The rundown: you play a teddy bear who wasn’t invited to play with the other teddy bears. He is so offended, he hunts the offenders down and kills them. That’s right, a team of people spent time and money making a bowel movement of a game in which you play a stuffed animal killing other stuffed animals. They seem to have thought that high concept was more than worth the price of admission on its own, because they didn’t even bother to finish the other aspects of the game. You know, gameplay, camera, level design…all the game parts.
The end result is puerile, unplayable garbage. Seriously, after playing my copy for about two hours, I pitched it right in the trash. (Stu Horvath)
Worst Unasked-for Re-Imagining of an Iconic Superhero: Superman: Earth One
To the right is half of the advertisement for Superman: Earth One that DC Comics has been running in its monthlies since the hardcover hit shelves (the other half of the ad is some scruffy fellow hanging undynamically in the air – it doesn’t look anything like Superman, so you aren’t missing anything). You would think, reading most of those blurbs, that this a really fantastic graphic novel (mostly, anyway – I am not sure the Hollywood Reporter meant that Twilight comment in a positive way).
Don’t be fooled. I’ve read it. The only way I can make sense of those rave reviews is to assume the writers were all dosed with horse tranquilizers, hadn’t seen their families in weeks and were possibly fearing for their lives.
Earth One is the perfect picture of a poorly realized re-boot. It is laughably brooding, suffers under the strain of terrible (TERRIBLE) artwork and features a villain sporting metal angel wings and juggalo face paint. It is about as edgy and fresh as yogurt left out in the sun.

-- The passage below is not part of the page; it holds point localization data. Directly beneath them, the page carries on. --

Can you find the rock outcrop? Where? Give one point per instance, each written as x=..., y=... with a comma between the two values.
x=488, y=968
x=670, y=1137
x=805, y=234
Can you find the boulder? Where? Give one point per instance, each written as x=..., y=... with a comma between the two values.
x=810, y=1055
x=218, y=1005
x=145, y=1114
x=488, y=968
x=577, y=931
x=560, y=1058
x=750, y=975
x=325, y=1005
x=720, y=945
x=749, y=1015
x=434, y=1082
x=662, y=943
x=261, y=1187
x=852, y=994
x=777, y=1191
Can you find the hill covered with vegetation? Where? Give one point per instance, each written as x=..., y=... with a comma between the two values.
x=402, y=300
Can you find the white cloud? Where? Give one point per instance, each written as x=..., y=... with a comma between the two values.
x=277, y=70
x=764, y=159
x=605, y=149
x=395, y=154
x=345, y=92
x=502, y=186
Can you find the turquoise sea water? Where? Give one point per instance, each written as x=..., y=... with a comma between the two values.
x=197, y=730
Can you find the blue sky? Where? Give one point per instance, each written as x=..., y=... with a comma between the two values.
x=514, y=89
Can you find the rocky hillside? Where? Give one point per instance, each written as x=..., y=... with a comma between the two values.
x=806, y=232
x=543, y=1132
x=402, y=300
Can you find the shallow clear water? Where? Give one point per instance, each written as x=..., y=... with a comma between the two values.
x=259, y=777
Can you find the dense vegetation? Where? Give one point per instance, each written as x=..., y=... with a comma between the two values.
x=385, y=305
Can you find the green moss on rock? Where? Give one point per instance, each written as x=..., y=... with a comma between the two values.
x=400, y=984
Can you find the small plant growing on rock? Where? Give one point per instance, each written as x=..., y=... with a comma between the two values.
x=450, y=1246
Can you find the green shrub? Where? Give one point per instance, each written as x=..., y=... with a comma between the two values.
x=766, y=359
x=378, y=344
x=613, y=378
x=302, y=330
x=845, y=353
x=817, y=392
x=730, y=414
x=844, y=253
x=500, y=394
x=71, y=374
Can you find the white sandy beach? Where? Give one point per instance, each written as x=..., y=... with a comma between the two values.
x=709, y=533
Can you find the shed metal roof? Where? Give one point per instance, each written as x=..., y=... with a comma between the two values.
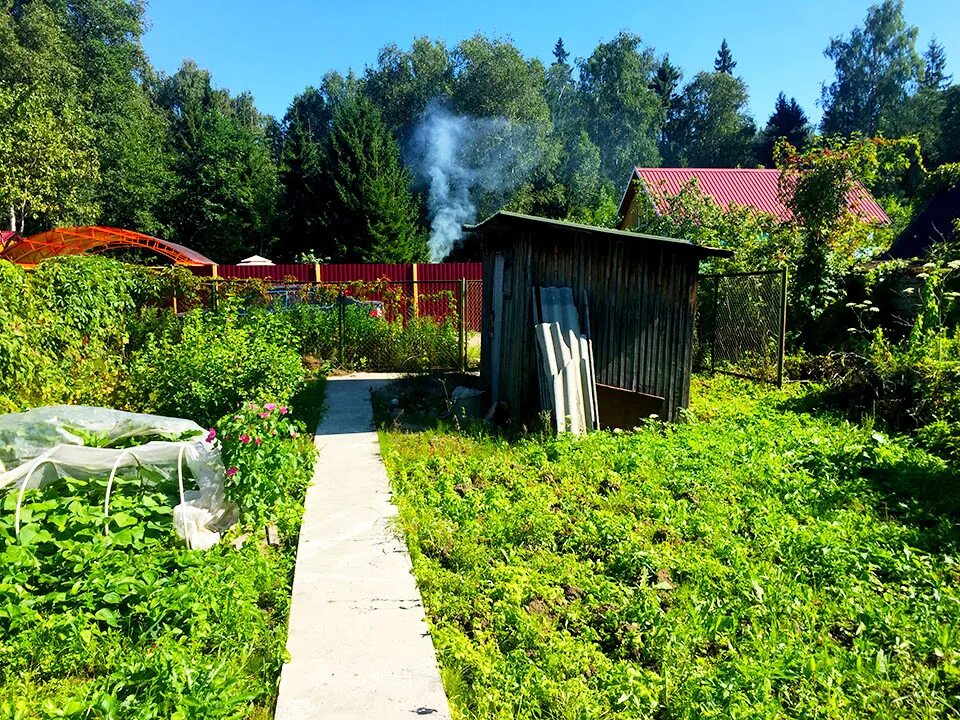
x=746, y=187
x=78, y=240
x=505, y=220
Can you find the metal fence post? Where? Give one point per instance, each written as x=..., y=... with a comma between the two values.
x=713, y=330
x=462, y=312
x=340, y=313
x=782, y=350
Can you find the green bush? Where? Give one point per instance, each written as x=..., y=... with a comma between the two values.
x=130, y=623
x=752, y=562
x=207, y=364
x=63, y=330
x=262, y=456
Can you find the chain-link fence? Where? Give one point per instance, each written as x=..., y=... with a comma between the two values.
x=740, y=325
x=408, y=326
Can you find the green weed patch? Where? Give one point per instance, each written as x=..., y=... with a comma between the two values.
x=752, y=562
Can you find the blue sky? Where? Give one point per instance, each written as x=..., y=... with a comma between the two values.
x=275, y=49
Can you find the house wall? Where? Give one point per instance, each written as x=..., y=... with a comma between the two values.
x=641, y=297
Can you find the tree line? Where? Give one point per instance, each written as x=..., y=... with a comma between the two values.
x=90, y=132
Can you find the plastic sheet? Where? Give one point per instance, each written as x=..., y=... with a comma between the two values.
x=44, y=445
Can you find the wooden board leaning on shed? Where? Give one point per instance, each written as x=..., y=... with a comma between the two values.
x=642, y=293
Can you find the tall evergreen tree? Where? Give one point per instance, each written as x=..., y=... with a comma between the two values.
x=787, y=120
x=369, y=212
x=935, y=64
x=623, y=115
x=305, y=127
x=224, y=203
x=665, y=82
x=713, y=127
x=875, y=69
x=724, y=62
x=404, y=82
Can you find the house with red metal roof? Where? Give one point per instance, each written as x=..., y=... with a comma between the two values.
x=753, y=188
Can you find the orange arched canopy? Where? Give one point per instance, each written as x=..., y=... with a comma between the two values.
x=93, y=238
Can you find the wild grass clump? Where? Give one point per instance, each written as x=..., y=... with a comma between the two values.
x=754, y=561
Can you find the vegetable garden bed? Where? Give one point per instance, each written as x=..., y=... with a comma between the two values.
x=753, y=562
x=130, y=623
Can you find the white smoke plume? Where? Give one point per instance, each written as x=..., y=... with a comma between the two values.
x=460, y=160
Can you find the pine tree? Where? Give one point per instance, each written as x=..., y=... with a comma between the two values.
x=665, y=82
x=787, y=120
x=370, y=213
x=724, y=62
x=934, y=75
x=876, y=66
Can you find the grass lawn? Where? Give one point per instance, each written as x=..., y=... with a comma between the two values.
x=756, y=561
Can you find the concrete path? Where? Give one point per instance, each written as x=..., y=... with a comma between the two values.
x=358, y=639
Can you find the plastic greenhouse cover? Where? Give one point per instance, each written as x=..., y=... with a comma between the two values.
x=47, y=444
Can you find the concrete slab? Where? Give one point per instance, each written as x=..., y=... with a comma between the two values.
x=358, y=639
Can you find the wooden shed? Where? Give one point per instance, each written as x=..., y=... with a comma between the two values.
x=641, y=295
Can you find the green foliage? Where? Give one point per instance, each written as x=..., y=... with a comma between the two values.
x=711, y=126
x=397, y=339
x=787, y=121
x=50, y=164
x=260, y=459
x=759, y=241
x=207, y=364
x=816, y=185
x=225, y=197
x=623, y=115
x=132, y=624
x=752, y=562
x=875, y=68
x=370, y=213
x=63, y=330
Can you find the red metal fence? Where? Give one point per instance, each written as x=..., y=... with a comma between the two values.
x=347, y=272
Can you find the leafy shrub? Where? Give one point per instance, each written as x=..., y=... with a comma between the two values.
x=263, y=457
x=131, y=623
x=752, y=562
x=62, y=330
x=206, y=365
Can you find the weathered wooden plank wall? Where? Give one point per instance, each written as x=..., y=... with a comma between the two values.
x=641, y=296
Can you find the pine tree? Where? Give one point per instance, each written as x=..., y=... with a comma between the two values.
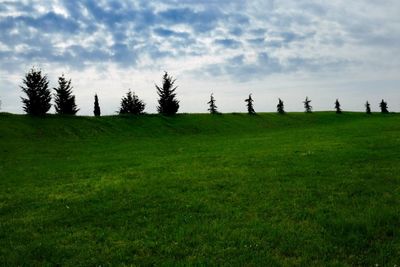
x=337, y=107
x=131, y=104
x=367, y=108
x=64, y=100
x=307, y=105
x=384, y=107
x=250, y=109
x=280, y=107
x=168, y=104
x=38, y=94
x=213, y=107
x=96, y=110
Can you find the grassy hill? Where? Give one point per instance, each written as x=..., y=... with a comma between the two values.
x=195, y=189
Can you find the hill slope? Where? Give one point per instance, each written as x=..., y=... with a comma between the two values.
x=230, y=189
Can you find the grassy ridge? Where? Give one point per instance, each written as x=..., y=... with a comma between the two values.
x=231, y=189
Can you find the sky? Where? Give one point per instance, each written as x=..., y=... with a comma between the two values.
x=286, y=49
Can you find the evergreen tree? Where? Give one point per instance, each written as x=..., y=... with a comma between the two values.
x=64, y=100
x=131, y=104
x=213, y=107
x=168, y=104
x=280, y=107
x=337, y=107
x=250, y=109
x=367, y=108
x=384, y=107
x=38, y=94
x=307, y=105
x=96, y=110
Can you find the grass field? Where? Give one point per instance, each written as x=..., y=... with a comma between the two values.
x=300, y=189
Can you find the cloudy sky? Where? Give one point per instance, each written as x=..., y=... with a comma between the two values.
x=271, y=48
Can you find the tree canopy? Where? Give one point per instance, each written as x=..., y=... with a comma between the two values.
x=167, y=102
x=36, y=87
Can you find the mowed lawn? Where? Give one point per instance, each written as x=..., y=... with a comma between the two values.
x=197, y=189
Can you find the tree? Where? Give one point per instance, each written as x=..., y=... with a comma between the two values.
x=96, y=110
x=337, y=107
x=367, y=108
x=280, y=107
x=168, y=104
x=64, y=100
x=384, y=108
x=131, y=104
x=250, y=109
x=36, y=87
x=307, y=105
x=213, y=107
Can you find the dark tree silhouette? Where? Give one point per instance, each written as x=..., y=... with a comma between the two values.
x=307, y=105
x=250, y=109
x=337, y=107
x=131, y=104
x=280, y=107
x=213, y=107
x=384, y=107
x=96, y=110
x=168, y=104
x=64, y=100
x=368, y=108
x=36, y=87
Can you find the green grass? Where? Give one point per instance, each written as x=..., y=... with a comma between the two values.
x=300, y=189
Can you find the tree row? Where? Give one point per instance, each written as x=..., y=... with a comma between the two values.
x=38, y=98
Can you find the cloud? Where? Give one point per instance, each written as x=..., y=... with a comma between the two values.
x=245, y=41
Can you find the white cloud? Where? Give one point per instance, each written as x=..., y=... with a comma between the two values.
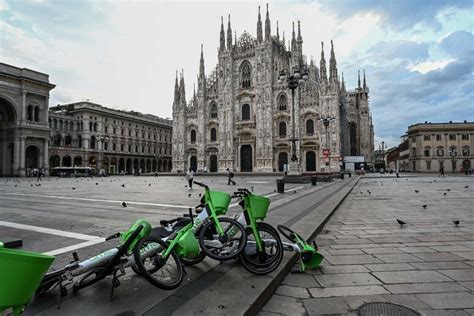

DC Editorial announced that, due to the book’s successful sales, writer J. Michael Straczynski was being pulled off his simultaneous runs of the monthly Superman (heavy handed) and Wonder Woman (atrocious) to concentrate on a sequel, so that is kind of a blessing in disguise, but he should really try concentrating on writing a worthwhile story. (Stu Horvath)
Worst Part of Jonathan Franzen’s Freedom To Read While Sucking on a Ring Pop: The scene in which young Joey, who accidentally swallowed his wedding band, is forced to sift through his own fecal matter in order to find said ring will likely spoil your enjoyment of any giant, diamond-shaped hard candy attached to a plastic ring.